As long as we’re on the subject of fixing roofs, I am reminded of a story from a small country church, that had one wealthy member. At a congregational meeting called to discuss the need for fixing the roof, the wealthy member stood up and said that while the ceiling looked cracked he saw no need to commence immediate repairs. At that very moment, as luck would have it, a small piece of plaster feel from the ceiling and struck the wealthy member on the shoulder. The man looked up, then looked at the congregation and said, “I will pledge $1,000 to help repair the roof.” As the man sat down, another larger piece of plaster fell and hit him on the head. The man looked up at the ceiling stood up turned around to look at the congregation and said, “I will raise my pledge to $10,000 for the repair of the roof.” At that point an elderly widow was heard to mumble, “hit him again Lord, hit him again.”
It’s all about legacy. What will you leave behind? And remember the story about John D. Rockefeller’s accountant. When Rockefeller died, he was the richest man who had ever lived – 1.5 billion dollars. And if you adjust his estate for inflation, he is still the richest man who has ever lived. His fortune as a percentage of the GDP of the entire nation makes Gates and Buffet’s money look like chump change. When he died, the reporters asked his accountant how much the old man had left behind. And the accountant smiled and replied, “all of it. All of it.” Believe me, my friends the same answer will apply to all of us.
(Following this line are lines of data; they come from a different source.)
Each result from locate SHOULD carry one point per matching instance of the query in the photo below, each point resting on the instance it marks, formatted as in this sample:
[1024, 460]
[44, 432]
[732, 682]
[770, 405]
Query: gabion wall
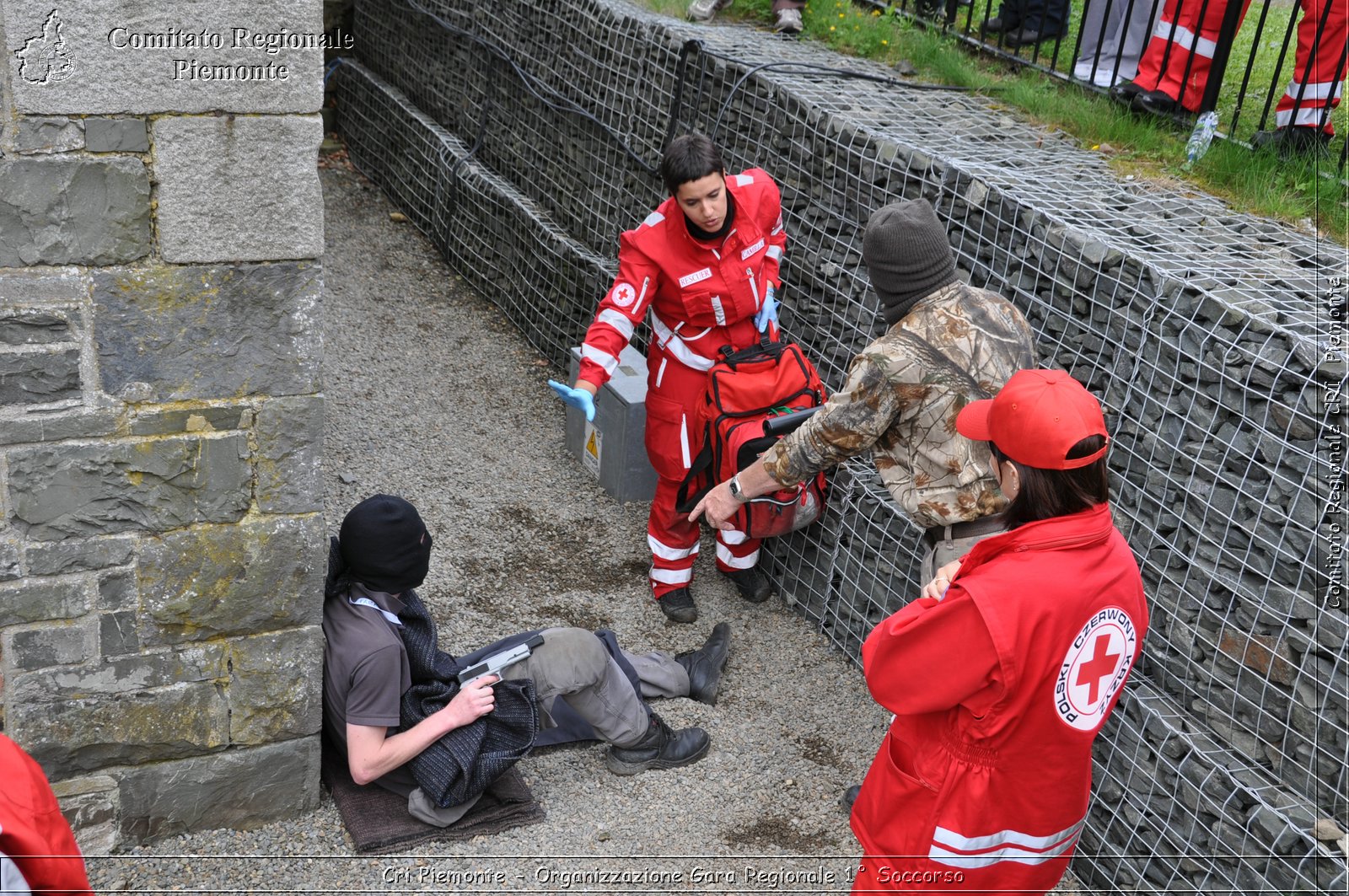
[523, 138]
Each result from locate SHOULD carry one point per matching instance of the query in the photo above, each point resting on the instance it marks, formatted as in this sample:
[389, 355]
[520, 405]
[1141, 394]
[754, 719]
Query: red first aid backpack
[745, 390]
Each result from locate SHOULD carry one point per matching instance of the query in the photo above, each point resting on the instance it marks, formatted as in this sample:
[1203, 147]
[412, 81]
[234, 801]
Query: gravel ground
[433, 395]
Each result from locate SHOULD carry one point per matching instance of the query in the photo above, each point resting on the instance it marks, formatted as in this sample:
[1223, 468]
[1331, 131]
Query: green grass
[1292, 190]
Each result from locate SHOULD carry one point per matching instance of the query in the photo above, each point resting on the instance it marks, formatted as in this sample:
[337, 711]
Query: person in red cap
[1002, 673]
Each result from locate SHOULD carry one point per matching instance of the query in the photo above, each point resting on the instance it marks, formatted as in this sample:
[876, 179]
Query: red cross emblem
[1099, 666]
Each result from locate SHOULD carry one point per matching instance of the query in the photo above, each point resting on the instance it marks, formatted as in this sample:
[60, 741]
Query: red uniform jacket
[701, 297]
[38, 851]
[998, 689]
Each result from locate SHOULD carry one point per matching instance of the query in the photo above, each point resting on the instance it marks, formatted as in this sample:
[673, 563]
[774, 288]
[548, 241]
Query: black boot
[705, 666]
[661, 748]
[752, 584]
[679, 606]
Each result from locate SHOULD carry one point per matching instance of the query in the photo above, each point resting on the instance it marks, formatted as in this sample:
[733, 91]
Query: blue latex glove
[768, 314]
[575, 397]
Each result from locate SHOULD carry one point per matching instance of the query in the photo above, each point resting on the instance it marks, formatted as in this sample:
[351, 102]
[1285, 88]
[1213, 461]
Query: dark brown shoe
[679, 606]
[658, 749]
[705, 664]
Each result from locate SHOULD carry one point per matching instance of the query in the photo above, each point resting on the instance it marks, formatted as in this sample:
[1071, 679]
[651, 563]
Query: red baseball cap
[1036, 417]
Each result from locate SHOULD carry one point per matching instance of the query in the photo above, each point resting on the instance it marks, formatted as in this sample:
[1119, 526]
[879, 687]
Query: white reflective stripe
[1313, 91]
[11, 878]
[368, 602]
[667, 552]
[641, 297]
[1305, 118]
[676, 347]
[618, 321]
[672, 577]
[725, 555]
[1186, 38]
[604, 359]
[1005, 855]
[719, 311]
[948, 837]
[683, 439]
The question then is legacy. What will we leave behind, when we shuffle off this mortal coil. And our most important legacy is not what we put in our wills or our trust, it’s not primarily about money, but the moral, ethical and faith inheritance we leave behind for others. Each of us will have a personal legacy of acts of kindness, charity, generosity, good will, that others will observe and from which they will learn. Remember a very important legacy to establish is an inheritance of tolerance and forgiveness. Do other people experience us accepting others and forgiving others? “Forgive us our debts as we forgive our debtors.” Especially in this time of acrimony and division, practicing tolerant forgiving behavior is an important legacy to give to our families and our communities. In this time of uncertainty and anxiety and fear, to practice charity and generosity is another important inheritance to give to our families and our community.
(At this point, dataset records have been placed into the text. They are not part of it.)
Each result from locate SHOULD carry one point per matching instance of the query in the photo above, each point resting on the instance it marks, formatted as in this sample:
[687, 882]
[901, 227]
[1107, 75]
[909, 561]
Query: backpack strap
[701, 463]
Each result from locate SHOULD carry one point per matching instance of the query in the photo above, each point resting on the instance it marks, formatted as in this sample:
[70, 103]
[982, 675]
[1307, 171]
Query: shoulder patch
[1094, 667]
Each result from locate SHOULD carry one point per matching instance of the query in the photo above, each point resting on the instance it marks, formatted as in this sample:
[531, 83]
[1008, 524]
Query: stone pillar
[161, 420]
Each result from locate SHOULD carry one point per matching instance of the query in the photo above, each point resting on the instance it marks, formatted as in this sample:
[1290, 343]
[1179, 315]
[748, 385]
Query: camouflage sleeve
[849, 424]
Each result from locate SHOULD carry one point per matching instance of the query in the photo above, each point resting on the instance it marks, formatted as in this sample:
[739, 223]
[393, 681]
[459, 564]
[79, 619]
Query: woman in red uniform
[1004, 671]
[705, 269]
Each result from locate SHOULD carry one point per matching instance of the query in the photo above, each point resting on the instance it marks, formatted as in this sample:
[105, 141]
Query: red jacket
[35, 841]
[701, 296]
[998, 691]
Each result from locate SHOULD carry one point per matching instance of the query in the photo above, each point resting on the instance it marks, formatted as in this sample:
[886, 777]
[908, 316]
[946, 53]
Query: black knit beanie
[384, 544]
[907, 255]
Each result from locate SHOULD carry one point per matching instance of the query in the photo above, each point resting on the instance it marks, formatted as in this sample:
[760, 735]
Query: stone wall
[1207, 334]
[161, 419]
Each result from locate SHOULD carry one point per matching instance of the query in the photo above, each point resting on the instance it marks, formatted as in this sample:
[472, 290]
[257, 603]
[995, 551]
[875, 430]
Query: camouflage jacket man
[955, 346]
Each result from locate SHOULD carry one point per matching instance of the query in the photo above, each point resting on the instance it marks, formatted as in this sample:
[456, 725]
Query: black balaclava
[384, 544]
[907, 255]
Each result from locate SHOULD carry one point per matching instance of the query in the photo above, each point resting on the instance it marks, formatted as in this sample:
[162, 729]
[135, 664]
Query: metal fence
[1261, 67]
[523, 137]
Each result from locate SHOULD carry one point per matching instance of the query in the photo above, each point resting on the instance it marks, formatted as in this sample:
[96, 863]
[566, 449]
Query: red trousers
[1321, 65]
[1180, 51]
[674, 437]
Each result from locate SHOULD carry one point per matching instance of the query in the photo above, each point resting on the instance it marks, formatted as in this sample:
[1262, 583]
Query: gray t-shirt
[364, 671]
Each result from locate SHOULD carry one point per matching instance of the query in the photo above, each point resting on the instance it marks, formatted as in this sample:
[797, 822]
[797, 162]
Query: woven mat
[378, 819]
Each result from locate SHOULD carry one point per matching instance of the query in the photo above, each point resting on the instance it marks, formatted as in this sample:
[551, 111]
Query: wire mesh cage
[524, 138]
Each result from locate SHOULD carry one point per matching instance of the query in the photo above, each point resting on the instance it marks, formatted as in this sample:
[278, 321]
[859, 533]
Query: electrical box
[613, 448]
Perhaps most important will be the legacy of faith we offer to others as we live our lives in community. In a world where it seems everyone is becoming spiritual but not religious, keeping alive the faith stories of our tradition is an important cultural contribution. Walking with one another in a common faith journey, praying with and for each other as a community is another important spiritual contribution to the future. This week on the United Church Bible Study page there was a conversation about what you all did last Sunday. And in a discussion about religious language one person wrote: I am looking for a similar path that you describe, as far as understanding religious language. I want to learn and understand. I’m at a stage where I am “figuratively” grabbing the dictionary to look up the meaning of the words so that I can think about them, absorb them, decide what they mean to me. . . I am glad to be on this journey with all of you and I try to picture what the end of the path will be like for me.
“I am glad to be on this journey with all of you. . .” that is church at its best. Let us walk with each other in the way of Jesus and create a legacy of faith for others.